What happens if Baxter chews a hole in the carpet or your clothes, stains the floor after they’ve been locked in the house for 12 hours, knocks over and breaks your TV due to excitement upon first glance of you after said 12 hours, runs through and destroys a fence on your property, or eats your diamond ring?

Unfortunately, you wouldn’t be covered for any of those scenarios. You’d be personally responsible for repairing or replacing those items, if you so choose.

Now let’s say that you have fish and they live in an underwater ecosystem that resides within a 50-gallon tank. That’s a lot of water. In fact, it’s 417 pounds of water encased in glass within your home. What happens if the tank breaks and floods your home?

Internal water damage is covered by many homeowners insurance policies and this coverage is oftentimes extended to fish tanks. But that tank must have been damaged or destroyed by a covered peril, though. Negligence, such as improper upkeep or overflowing the tank, is typically not covered under any policy.

If the tank is destroyed by a fire or windstorm, or a thief breaks in to steal it but drains the water on the floor because it’s too heavy to carry, damages and replacement costs should be covered.
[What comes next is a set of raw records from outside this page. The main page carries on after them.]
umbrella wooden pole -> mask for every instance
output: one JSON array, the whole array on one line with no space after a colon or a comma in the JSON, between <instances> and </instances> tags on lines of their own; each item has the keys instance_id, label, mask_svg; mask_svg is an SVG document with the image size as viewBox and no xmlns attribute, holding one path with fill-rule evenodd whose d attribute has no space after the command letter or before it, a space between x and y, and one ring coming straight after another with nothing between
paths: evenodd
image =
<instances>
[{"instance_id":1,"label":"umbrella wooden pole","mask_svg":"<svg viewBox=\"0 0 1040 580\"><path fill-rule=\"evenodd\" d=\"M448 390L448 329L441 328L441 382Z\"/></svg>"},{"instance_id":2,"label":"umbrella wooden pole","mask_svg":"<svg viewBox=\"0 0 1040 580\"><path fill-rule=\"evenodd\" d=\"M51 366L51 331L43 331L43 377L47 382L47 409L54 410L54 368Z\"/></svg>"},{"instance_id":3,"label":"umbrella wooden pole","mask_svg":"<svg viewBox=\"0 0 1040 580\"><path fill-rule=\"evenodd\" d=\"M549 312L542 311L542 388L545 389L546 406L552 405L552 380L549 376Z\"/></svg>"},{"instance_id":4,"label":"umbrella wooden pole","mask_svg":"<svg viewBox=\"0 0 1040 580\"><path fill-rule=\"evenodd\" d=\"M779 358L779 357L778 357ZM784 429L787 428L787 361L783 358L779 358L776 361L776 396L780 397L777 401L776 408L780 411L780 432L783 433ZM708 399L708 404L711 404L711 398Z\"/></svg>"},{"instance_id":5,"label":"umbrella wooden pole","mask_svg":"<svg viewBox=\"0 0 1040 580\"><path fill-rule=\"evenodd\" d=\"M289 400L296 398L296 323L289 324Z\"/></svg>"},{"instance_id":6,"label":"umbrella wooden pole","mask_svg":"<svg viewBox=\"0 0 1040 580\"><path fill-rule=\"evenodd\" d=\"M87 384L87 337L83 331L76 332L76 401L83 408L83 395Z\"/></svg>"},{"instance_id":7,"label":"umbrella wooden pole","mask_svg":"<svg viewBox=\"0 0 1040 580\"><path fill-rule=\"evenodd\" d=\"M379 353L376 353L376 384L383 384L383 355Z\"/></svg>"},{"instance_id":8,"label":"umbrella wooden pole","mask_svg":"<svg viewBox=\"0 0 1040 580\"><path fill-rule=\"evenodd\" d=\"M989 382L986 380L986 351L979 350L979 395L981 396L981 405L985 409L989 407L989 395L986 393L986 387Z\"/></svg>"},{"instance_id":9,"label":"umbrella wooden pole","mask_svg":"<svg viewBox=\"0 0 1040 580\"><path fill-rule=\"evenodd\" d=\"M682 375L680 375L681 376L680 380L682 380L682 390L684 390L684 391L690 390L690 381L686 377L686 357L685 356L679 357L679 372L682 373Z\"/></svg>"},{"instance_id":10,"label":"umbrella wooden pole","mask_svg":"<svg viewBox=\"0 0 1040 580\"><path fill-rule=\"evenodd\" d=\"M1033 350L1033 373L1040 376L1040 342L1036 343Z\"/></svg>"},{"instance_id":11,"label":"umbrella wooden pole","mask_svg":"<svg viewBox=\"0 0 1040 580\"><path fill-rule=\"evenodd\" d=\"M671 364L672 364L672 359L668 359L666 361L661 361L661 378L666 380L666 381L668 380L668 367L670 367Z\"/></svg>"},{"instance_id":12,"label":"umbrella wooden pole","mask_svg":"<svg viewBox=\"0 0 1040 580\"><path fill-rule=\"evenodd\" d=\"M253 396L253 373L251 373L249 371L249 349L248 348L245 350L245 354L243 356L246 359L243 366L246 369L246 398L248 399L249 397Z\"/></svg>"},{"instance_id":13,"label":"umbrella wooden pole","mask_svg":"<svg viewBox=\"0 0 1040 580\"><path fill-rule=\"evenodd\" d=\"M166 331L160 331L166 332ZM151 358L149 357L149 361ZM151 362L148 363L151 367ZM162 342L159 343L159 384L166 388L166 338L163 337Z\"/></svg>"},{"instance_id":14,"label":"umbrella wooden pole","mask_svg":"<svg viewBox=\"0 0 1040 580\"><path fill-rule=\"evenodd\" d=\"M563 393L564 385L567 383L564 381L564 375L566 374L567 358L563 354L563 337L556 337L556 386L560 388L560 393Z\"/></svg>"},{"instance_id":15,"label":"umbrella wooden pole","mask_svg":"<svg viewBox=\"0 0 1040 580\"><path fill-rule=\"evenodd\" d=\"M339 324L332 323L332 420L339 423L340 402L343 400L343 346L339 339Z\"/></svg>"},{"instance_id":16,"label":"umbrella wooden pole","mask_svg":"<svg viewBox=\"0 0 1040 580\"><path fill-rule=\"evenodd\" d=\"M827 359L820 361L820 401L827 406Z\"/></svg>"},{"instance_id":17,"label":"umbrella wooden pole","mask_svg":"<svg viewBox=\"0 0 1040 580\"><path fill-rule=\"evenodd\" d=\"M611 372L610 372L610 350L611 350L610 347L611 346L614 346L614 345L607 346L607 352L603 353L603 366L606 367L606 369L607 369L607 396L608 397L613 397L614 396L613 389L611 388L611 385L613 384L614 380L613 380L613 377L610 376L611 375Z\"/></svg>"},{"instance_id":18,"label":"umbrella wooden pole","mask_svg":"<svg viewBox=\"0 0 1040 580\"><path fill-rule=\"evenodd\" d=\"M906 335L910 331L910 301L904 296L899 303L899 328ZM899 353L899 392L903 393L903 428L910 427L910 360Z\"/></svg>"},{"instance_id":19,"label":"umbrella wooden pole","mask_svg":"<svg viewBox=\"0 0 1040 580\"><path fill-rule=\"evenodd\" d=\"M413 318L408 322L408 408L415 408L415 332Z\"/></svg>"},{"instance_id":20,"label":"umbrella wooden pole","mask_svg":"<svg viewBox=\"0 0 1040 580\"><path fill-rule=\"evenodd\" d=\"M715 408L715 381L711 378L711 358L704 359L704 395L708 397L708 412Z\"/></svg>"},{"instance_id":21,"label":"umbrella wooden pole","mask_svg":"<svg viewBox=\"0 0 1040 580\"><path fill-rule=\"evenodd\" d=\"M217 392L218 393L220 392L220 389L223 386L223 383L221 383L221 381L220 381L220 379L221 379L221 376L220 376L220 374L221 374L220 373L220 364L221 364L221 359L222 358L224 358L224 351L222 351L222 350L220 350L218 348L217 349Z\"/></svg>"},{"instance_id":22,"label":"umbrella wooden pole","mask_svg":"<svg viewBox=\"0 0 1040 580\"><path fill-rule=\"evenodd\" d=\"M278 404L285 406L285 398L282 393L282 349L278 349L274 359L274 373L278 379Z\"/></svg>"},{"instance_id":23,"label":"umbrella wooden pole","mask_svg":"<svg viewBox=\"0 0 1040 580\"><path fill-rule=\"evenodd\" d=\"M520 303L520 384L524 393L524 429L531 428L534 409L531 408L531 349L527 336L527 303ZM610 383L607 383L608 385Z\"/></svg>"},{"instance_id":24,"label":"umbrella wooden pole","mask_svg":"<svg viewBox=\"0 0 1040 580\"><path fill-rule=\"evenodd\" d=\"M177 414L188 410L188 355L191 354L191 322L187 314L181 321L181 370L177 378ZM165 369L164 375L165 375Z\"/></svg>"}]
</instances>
Damage to Someone Else’s Property

You’re liable for any damage caused by your pet. If Baxter is responsible for damage to someone else’s property or belongings, such as chewing through the carpet or eating a diamond ring, the property owner can file a claim through your insurance. With an average policy, you will have at least $100,000 in liability coverage that will help pay for damages.


Insurance companies pay millions of dollars in dog bite claims each year. In fact, they’re the most common homeowners insurance liability claim. In 2017 alone, 18,522 dog bite claims accounted for $686.3 million in payouts, an average of $37,051 per claim.

It doesn’t matter if you’re on your property, your neighbor’s property, public or private property, you’re responsible for any damages resulting from your pet biting a person. Medical bills and court costs are paid by the liability portion of your coverage.

The minimum liability coverage is $100,000, so insurance will pay up to that amount for a single incident. If medical bills and legal expenses exceed that amount, you’re responsible to pay the remaining costs. If you have a dog, we recommend having at least $300,000 in liability coverage.

When does homeowners insurance cover damage caused by someone else’s pet?

Damage to Your Property

Let’s say your neighbor’s dog, Riley, goes on a rampage and destroys your carpet, electrical wires and furniture. Well, your neighbors are liable for their dog and would be responsible for replacing or repairing your property and belongings. If they have homeowners insurance, it would kick in and pay for the damages.

You’d have to file a claim against their insurance, which would likely result in a settlement before going to court. Homeowners insurance policies typically have a minimum of $100,000 in liability coverage that would be used to repair or replace your property and belongings.


If you’re bitten by someone else’s pet, their liability insurance would pay all medical bills and legal expenses associated with the bite. If the pet owner doesn’t have coverage, or fails to meet the threshold amount, the owner is responsible for all the remaining expenses.